A solid-state laser is a laser that uses a solid-state laser material as a working substance. The working medium is uniformly doped with a small amount of activated ions in the crystal or glass as the matrix material. Solid-state lasers have the characteristics of small size, convenient use and high output power. The solid-state laser generally has a continuous power of more than 100 watts, and the pulse peak power can be as high as 10W. However, due to the complicated preparation of the working medium, the price is relatively high.
The working substance of the solid-state laser is composed of optically transparent crystal or glass as the host material, doped with activated ions or other activated substances. This working substance should generally have good physical-chemical properties, narrow fluorescence spectral lines, strong and broad absorption bands and high fluorescence quantum efficiency. Glass laser working substances are easily made into uniform large-sized materials, which can be used in high energy or high peak power lasers. However, its fluorescence spectrum is wide and its thermal performance is poor, so it is not suitable for working under high average power. Common neodymium glasses are silicate, phosphate and fluorophosphate glasses. Crystal laser working materials generally have good thermal and mechanical properties, and narrow fluorescence spectral lines, but the crystal growth technology to obtain high-quality large-scale materials is complicated. Since the 1960s, more than 300 crystals of oxides and fluorides doped with various rare earth metals or transition metal ions have achieved laser oscillation.
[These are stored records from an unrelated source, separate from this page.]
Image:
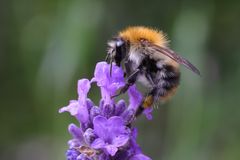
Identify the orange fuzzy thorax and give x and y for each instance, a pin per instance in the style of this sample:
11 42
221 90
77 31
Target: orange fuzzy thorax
135 34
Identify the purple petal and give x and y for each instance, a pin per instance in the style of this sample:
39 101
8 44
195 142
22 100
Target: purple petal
83 157
75 132
89 136
104 156
89 104
72 154
120 141
98 144
83 89
74 143
83 114
135 97
120 107
108 110
99 125
108 84
140 157
111 149
72 108
116 126
148 113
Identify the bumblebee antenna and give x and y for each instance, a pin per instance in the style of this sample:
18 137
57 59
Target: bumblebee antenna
107 57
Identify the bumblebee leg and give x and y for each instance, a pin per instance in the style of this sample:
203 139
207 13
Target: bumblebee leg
130 81
147 101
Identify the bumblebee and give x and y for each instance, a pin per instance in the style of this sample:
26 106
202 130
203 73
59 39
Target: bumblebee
145 56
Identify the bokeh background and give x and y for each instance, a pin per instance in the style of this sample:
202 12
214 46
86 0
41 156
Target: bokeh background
47 45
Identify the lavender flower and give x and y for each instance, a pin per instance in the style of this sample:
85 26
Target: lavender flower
104 132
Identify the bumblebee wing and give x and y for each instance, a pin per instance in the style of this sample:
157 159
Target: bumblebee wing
173 55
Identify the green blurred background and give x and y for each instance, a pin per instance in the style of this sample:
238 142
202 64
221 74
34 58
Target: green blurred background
47 45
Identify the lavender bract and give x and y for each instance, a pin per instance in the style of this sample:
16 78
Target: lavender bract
104 131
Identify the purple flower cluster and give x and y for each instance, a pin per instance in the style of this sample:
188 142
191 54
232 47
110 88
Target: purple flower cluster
105 131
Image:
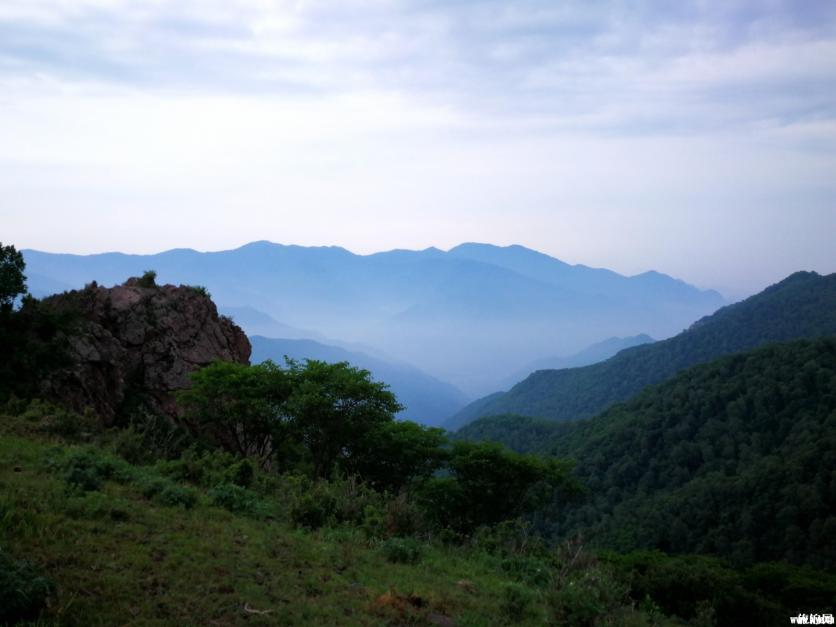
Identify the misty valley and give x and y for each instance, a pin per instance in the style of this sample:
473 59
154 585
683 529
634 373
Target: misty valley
488 435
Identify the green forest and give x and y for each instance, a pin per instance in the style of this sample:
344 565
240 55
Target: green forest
289 494
800 306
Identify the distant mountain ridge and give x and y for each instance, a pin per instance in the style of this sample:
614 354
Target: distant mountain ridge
733 457
590 355
471 315
801 306
426 399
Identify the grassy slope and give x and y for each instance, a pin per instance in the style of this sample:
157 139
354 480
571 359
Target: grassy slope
120 559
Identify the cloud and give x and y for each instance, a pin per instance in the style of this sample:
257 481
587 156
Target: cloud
622 65
621 133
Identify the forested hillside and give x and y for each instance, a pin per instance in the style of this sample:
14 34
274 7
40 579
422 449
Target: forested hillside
801 306
425 399
734 458
471 316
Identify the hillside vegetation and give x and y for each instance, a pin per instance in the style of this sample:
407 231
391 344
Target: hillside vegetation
801 306
425 399
733 458
471 315
267 494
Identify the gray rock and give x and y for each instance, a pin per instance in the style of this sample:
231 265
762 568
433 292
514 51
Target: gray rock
131 341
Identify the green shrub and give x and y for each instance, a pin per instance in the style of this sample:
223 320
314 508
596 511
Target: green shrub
525 569
234 498
200 289
87 470
518 602
314 510
148 279
208 468
402 550
586 597
24 593
167 493
241 473
97 506
148 437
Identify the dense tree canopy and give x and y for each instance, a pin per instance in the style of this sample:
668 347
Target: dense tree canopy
734 458
801 306
12 279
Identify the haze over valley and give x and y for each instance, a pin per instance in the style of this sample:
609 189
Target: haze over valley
383 313
472 316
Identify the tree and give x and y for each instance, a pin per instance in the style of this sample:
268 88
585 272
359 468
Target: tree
394 454
333 408
12 279
240 407
490 483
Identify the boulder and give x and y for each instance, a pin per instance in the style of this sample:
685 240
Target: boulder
136 344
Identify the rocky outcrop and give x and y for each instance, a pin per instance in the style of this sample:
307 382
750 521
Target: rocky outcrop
136 343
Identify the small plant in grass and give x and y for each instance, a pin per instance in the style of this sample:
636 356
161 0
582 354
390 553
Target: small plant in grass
518 602
234 498
200 289
167 493
402 550
148 279
88 470
24 592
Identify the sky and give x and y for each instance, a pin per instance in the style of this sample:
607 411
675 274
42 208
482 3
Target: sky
694 138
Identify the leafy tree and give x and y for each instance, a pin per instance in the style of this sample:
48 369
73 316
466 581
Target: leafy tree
489 484
332 409
12 279
732 458
239 407
393 454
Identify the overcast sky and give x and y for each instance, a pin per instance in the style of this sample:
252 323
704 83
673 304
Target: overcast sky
695 138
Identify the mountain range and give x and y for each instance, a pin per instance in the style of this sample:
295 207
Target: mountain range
473 315
801 306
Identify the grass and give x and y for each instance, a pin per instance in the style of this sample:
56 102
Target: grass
121 558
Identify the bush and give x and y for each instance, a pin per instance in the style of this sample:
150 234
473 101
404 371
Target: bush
24 592
517 602
88 470
148 279
234 498
148 438
315 509
585 598
168 493
531 571
209 469
402 550
200 289
338 502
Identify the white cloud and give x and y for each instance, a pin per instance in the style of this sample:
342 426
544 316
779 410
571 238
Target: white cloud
603 133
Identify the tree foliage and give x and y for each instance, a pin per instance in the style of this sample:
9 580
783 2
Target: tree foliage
333 408
12 278
733 458
239 407
801 306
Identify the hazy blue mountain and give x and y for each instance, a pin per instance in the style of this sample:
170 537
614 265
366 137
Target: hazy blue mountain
255 322
471 315
426 399
801 306
590 355
733 457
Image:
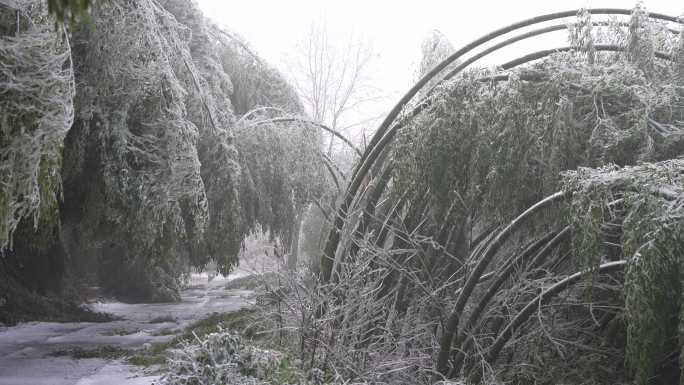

Solid-state lasers use light as the excitation source. Commonly used pulse excitation sources are xenon-charged flash lamps; continuous excitation sources include krypton arc lamps, iodine tungsten lamps, potassium rubidium lamps, etc. In small long-life lasers, semiconductor light-emitting diodes or sunlight can be used as excitation sources. Some new solid-state lasers also use laser excitation. Because only a part of the emission spectrum of the light source is absorbed by the working substance, and other losses are added, the energy conversion efficiency of solid-state lasers is not high, generally between a few thousandths and a few percent.
Solid-state lasers can be used as high-energy and high-power coherent light sources. The output energy of the ruby pulse laser can reach the kilojoule level. The Q-switched and multi-stage amplified neodymium glass laser system has a maximum pulse power of 10 watts. The output power of the yttrium aluminum garnet CW laser can reach hundreds of watts, and the multi-level series connection can reach kilowatts. At the same time, solid-state lasers use Q-switching technology (electro-optic modulation) to obtain short pulses in the nanosecond to hundreds of nanoseconds, and the mode locking technology can obtain ultrashort pulses in the picosecond to hundreds of picoseconds. In addition, due to the optical inhomogeneity of the working material and other reasons, the output of the general solid-state laser is multi-mode. If the working material with good optical uniformity is selected and technical measures such as carefully designed resonator are adopted, the fundamental transverse mode laser with the beam divergence angle close to the diffraction limit can be obtained, and the single longitudinal mode laser can also be obtained.
Solid-state lasers have a wide range of uses in military, processing, medical, and scientific research. It is commonly used in ranging, tracking, guidance, drilling, cutting and welding, semiconductor material annealing, electronic device micromachining, atmospheric detection, spectroscopy research, surgery and ophthalmic surgery, plasma diagnostics, pulsed holography, and laser fusion. Solid-state lasers are also used as excitation sources for tunable dye lasers. The development trend of solid-state lasers is the diversification of materials and devices, including the search for new wavelengths and new working materials with tunable working wavelengths, improving laser conversion efficiency, increasing output power, improving beam quality, compressing pulse width, and improving reliability and reliability. Extend working life, etc.